Le 26 mai 2022, Andrew Fletcher disparaissait, laissant Depeche Mode à la veille de l’enregistrement d’un quinzième album studio. Outre la tristesse provoquée par l’annonce du décès, les fans du groupe se demandaient si l’aventure entamée il y a plus de 40 ans pourrait bien se poursuivre. Le 4 octobre 2022, Martin Gore et Dave Gahan mettaient fin aux rumeurs et informaient le grand public de la sortie de Memento Mori ainsi que de la tenue d’une future tournée planétaire. Il était évident pour le désormais duo qu’il fallait continuer malgré l’absence douloureuse de leur compère et ami, celui que tous appelaient Fletch.
Forcément, sorti de ce contexte, il devient difficile de ne pas appréhender la nouvelle œuvre au titre de l’hommage rendu. Comme une prémonition, les textures de Memento Mori nous parviennent avec les vibrations sombres de l’ouverture. My Cosmos Is Mine résonne dans sa dimension spatiale, tel un plaidoyer à l’encontre des jeux dangereux infligés à notre univers. « Don’t play with my world » ou la sagesse des mots contre les maux éprouvés.
De manière générale, le retour aux synthétiques développements est l’occasion de diffuser l’acidité des thématiques ici et là ressassées. Nous savons bien que l’influence de Kraftwerk est une évidence même si les anglais ont déversé de leurs claviers un peu moins de minimalisme pour plus de mélodies accrocheuses. Ghosts Again, premier single dévoilé, n’échappe pas à la règle. Blotti entre mélancolie et enjouement, l’entre-deux fascine et grise nos oreilles.
Notons, sur quelques compositions, la collaboration de Richard Butler (The Psychedelic Furs) qui vient ajouter une expérience particulièrement racée aux efforts fournis. Dave Gahan quant à lui n’a sans doute jamais chanté avec autant de maitrise et de sensibilité.
À travers le blues électronique, sa voix glisse comme une liqueur alcoolique à base de miel. Capable autant de force que d’émotion, le chanteur au redoutable parcours (dans tous les sens du terme) conforte mon sentiment que depuis le pas de côté en compagnie de Soulsavers, sa dimension de performeur scénique s’est affublée d’une crédibilité plus ample comme interprète, osant finesse ou âpreté vocale avec autant d’élégance.

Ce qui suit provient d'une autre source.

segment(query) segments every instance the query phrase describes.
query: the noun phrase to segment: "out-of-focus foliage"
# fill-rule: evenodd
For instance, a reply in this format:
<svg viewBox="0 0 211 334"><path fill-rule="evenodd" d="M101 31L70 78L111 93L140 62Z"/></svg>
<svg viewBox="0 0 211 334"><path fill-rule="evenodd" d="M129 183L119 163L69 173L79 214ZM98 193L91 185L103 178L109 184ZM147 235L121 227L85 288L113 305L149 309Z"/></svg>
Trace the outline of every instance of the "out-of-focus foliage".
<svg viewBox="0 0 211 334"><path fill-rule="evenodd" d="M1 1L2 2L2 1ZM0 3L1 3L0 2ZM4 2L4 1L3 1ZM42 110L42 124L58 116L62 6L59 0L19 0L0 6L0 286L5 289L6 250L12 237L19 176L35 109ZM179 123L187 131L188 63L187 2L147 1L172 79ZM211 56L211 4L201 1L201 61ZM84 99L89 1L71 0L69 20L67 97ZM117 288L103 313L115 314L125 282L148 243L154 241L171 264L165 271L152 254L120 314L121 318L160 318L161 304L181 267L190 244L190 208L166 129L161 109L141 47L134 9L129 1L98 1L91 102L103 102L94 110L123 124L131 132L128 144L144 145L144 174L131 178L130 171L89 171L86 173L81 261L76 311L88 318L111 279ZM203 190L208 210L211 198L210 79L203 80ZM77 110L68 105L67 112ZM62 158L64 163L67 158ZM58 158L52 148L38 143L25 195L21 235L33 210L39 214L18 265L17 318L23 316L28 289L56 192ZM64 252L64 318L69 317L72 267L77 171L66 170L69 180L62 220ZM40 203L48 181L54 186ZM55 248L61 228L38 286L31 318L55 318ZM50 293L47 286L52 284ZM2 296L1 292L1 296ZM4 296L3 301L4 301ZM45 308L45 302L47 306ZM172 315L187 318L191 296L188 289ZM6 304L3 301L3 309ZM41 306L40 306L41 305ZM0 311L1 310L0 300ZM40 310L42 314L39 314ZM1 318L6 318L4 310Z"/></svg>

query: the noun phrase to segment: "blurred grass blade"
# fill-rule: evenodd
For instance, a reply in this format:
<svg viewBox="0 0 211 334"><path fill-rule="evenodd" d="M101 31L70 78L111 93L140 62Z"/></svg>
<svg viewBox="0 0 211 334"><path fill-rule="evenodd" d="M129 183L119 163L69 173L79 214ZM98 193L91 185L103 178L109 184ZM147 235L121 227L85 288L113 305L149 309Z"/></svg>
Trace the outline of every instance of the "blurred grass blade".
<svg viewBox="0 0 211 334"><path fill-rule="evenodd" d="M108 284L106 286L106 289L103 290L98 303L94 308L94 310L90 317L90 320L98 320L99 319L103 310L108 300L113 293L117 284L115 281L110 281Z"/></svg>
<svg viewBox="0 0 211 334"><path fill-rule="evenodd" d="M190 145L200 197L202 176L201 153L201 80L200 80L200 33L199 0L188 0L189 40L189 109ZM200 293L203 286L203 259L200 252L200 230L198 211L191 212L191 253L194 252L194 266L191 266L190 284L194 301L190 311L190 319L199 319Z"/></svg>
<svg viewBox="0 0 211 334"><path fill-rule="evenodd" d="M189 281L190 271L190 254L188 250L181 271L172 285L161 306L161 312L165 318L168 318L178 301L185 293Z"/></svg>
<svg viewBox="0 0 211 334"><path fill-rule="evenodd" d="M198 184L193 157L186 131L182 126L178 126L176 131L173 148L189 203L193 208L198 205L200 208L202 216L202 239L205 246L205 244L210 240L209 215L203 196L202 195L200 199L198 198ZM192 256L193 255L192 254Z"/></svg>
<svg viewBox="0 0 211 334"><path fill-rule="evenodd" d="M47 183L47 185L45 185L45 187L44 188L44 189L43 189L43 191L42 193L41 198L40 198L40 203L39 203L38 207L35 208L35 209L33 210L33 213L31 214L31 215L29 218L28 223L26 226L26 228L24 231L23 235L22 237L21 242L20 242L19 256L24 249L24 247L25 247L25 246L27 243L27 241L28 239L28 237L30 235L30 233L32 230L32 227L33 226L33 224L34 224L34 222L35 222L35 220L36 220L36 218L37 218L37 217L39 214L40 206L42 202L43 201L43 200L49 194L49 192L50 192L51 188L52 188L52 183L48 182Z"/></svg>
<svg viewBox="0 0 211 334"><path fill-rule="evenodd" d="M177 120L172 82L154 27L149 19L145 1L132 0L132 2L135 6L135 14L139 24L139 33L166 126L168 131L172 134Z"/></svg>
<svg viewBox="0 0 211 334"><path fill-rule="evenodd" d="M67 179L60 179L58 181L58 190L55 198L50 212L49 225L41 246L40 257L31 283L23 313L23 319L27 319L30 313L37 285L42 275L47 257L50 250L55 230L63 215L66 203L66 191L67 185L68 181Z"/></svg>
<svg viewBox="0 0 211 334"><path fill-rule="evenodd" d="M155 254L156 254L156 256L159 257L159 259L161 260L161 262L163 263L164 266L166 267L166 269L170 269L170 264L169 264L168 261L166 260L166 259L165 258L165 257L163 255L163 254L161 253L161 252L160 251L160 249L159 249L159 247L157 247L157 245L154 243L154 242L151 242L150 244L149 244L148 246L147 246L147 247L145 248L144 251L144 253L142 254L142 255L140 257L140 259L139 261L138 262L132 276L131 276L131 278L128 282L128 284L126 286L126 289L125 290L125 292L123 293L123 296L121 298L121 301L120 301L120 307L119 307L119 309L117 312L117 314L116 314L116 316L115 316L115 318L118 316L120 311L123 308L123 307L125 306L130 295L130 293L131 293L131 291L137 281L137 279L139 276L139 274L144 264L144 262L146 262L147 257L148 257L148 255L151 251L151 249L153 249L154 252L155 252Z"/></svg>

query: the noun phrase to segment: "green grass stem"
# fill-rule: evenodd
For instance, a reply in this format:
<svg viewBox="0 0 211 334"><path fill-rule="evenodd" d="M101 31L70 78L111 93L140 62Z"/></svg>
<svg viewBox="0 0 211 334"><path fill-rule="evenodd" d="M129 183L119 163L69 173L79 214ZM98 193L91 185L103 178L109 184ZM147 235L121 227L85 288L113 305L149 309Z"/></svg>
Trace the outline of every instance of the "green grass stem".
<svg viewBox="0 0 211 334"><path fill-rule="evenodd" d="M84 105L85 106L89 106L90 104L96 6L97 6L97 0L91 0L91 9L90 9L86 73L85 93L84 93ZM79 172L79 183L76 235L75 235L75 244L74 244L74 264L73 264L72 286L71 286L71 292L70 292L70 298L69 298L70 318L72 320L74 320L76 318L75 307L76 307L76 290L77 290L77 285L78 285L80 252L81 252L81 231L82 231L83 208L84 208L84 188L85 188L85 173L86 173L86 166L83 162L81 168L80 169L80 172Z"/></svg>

La rugosité, nous la retrouvons avec les obsessions de My Favorite Stranger dont le contraste avec sa suivante est remarquablement agencé. Une fois encore, Martin Gore renoue avec le « titre du milieu » ou la ballade aux nappes intrigantes rappelant comme tant d’autres des inspirations aux lenteurs amères (Soul With Me).
La seconde partie du disque ne déroge pas à la veine assombrie de l’ensemble. De Caroline’s Monkey au déroulé étouffé en passant par l’ironique People Are Good marqué d’une marche robotique, énième triste piste malgré des battements qui enveloppent les contours brumeux… Tout ceci pour mener l’auditeur vers ce qui est à mon sens le point culminant du volume, le tempétueux Never Let Me Go appuyé d’un riff de guitare tranchant et cerclé d’un coup de rein brutal. L’approche y est métallique comme au bon souvenir des messes noires et autres préciosités destinées au bout du compte à l’ultra danse. Au bout de la piste, le point d’orgue de ce requiem sera saisissant, alpagué par de glacials effets avant qu’une montée de cordes ne disperse la matière d’un crescendo colossal.
Au final, ce sont douze nouvelles pièces qui s’imposent sur l’échiquier pour un résultat de haute tenue. Il sera encore difficile de jauger Memento Mori à la lueur d’une discographie quasiment parfaite. Dans la pénombre, on devine cependant un fantôme qui semble murmurer qu’il nous faut profiter de l’instant présent car nous sommes tous mourants. Fatalité effrayante ou source de jouissance, nos hôtes nous invitent à ce tiraillement avec le talent qui, une fois encore, les honore.